Rozmowa z Adrianem Wróblewskim o tym w jaki sposób polscy konsumenci zapatrują się na ważność kwestii ekologicznych, jakie działania pro eko gotowi są wykonywać i jak pomocna może być komunikacja.

 

 

Możesz nas także posłuchać na:

Apple Podcasts - link

Spotify - link

SoundCloud - link

Dzień dobry, witamy słuchaczy w siódmym odcinku SW Research Podcast. Dziś w studio jest nasz kolega z agencji SW Research Adrian Wróblewski. Dyrektor Działu Badań.

Adrian Wróblewski: Dzień, dobry. Fajnie, że możemy porozmawiać o czymś istotnym społecznie. Przyczynkiem do naszej rozmowy jest publikacja raportu czwartej fali badania EKObarometr. Zajmujemy się w nim podejściem do ekologii wśród zwykłych Polaków, ale też i tym, co może być przydatne dla specjalistów marketingu, jak i przedsiębiorców.

EKObarometr, czyli sondaż na próbie dość licznej, bo ponad 1,5 tysiąca respondentów w wieku 18 i więcej lat.

Tak, z zachowaniem kontroli próby ze względu na płeć, wiek i miejsca zamieszkania.

Czyli próba reprezentatywna dla ogółu mieszkańców Polski. Darmowa część raportu jest dostępna na stronie internetowej pod adresem https://swresearch.pl/raporty/ekobarometr-pelna-wersja-raportu-z-czwartego-pomiaru.
Co zainteresowani mogą w tym raporcie znaleźć?

W badaniu zajmujemy się wieloma kwestiami, od podejścia Polaków do ekologii, wyznawanych przez nich wartości, zachowaniami pro czy też anty ekologicznymi, po znajomość pojęcia greenwashingu, czy też stosunku do reklam zawierających odwołania do ekologii. Przyjrzeliśmy się podejściu Polaków do ekologii w czasach po pandemii, po napaści Rosji na Ukrainę, w warunkach kryzysu energetycznego i wysokiej inflacji. Czy będą gotowi wydawać więcej pieniędzy, na produkty ekologiczne?

Mamy parę dobrych informacji płynących z raportu, jak i mamy kilka zasmucających. Widzimy, że podejście proekologiczne się skurczyło.

Zacznijmy od tego, co może być interesujące dla niespecjalistów, dla ogółu?

Mogą to być informacje o najbardziej powszechnych, proekologicznych zachowaniach.

Czyli co ludzie robią?

Robimy to, co jest od nas mało wymagające i co daje nam dość szybko korzyści, czyli gasimy światło w pomieszczeniu, z którego nie korzystamy, korzystamy z torby wielorazowej na zakupy i nie kupujemy reklamówek przy kasie. Pozwala to oszczędzać od razu.
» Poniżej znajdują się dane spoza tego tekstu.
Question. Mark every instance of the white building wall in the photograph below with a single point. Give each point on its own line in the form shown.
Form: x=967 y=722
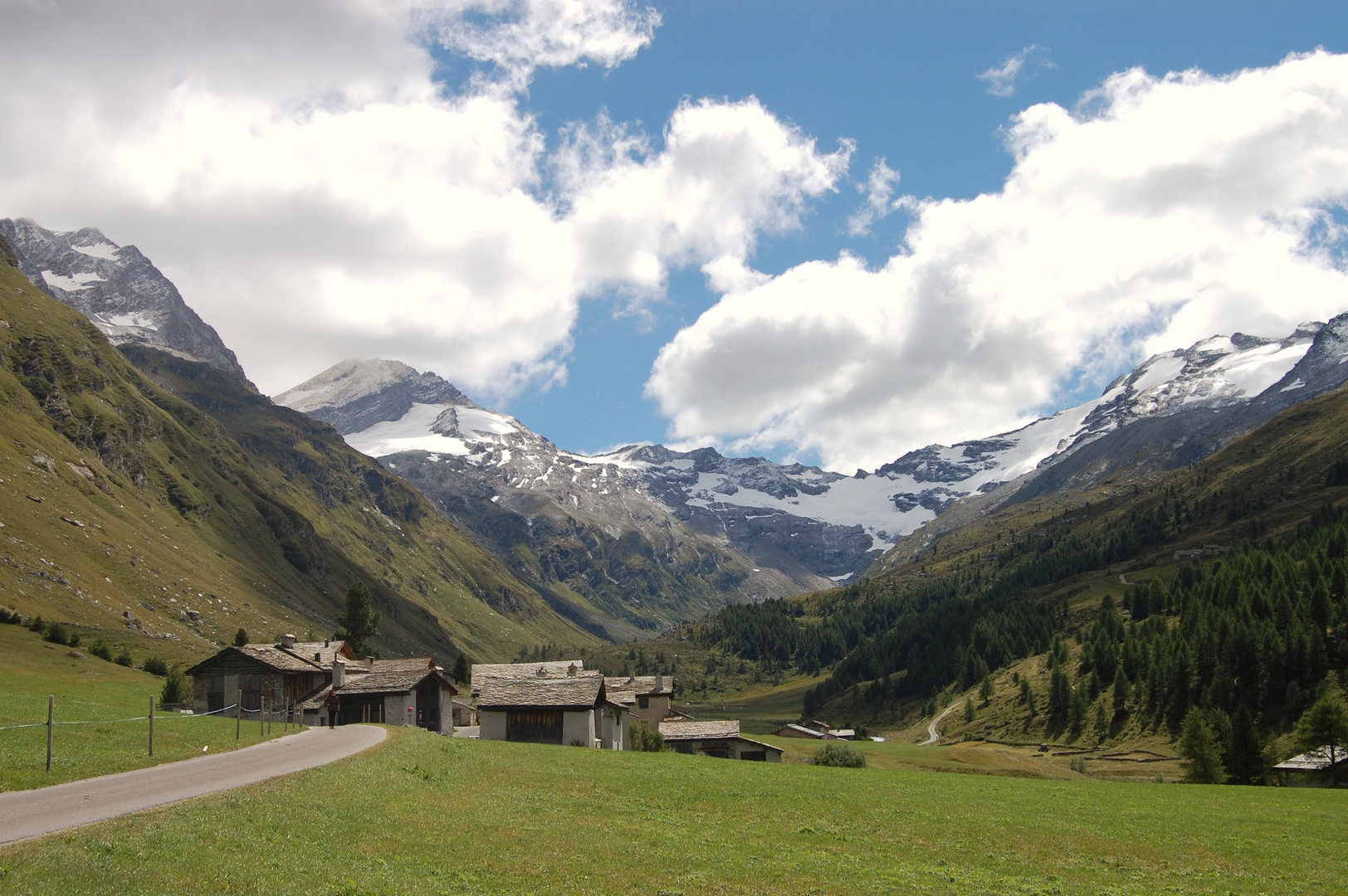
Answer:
x=492 y=725
x=579 y=727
Jednak, kiedy jakaś czynność jest bardziej wymagająca, czy to odnośnie do naszego czasu czy wydatkowania większych środków finansowych, to już nie jesteśmy tak bardzo gotowi do działania. Przykładowo gotowość do kupowania produktów z certyfikatami BIO czy wybór restauracji, które posiadają odpowiednie certyfikaty sięga około 40 proc. W przypadku prostszych czynności, jak gaszenie światła, czyni tak ponad 90 proc. Polaków.

Sytuacja gospodarcza i inflacja wzmacniają takie zachowania Polaków jak oszczędzanie wody, prądu, użycie krótkiego prysznica, a nie kąpiel w wannie. Badani częściej deklarują korzystanie z komunikacji miejskiej czy roweru, a rzadziej z samochodu, co bezpośrednio odnosi się do cen paliw.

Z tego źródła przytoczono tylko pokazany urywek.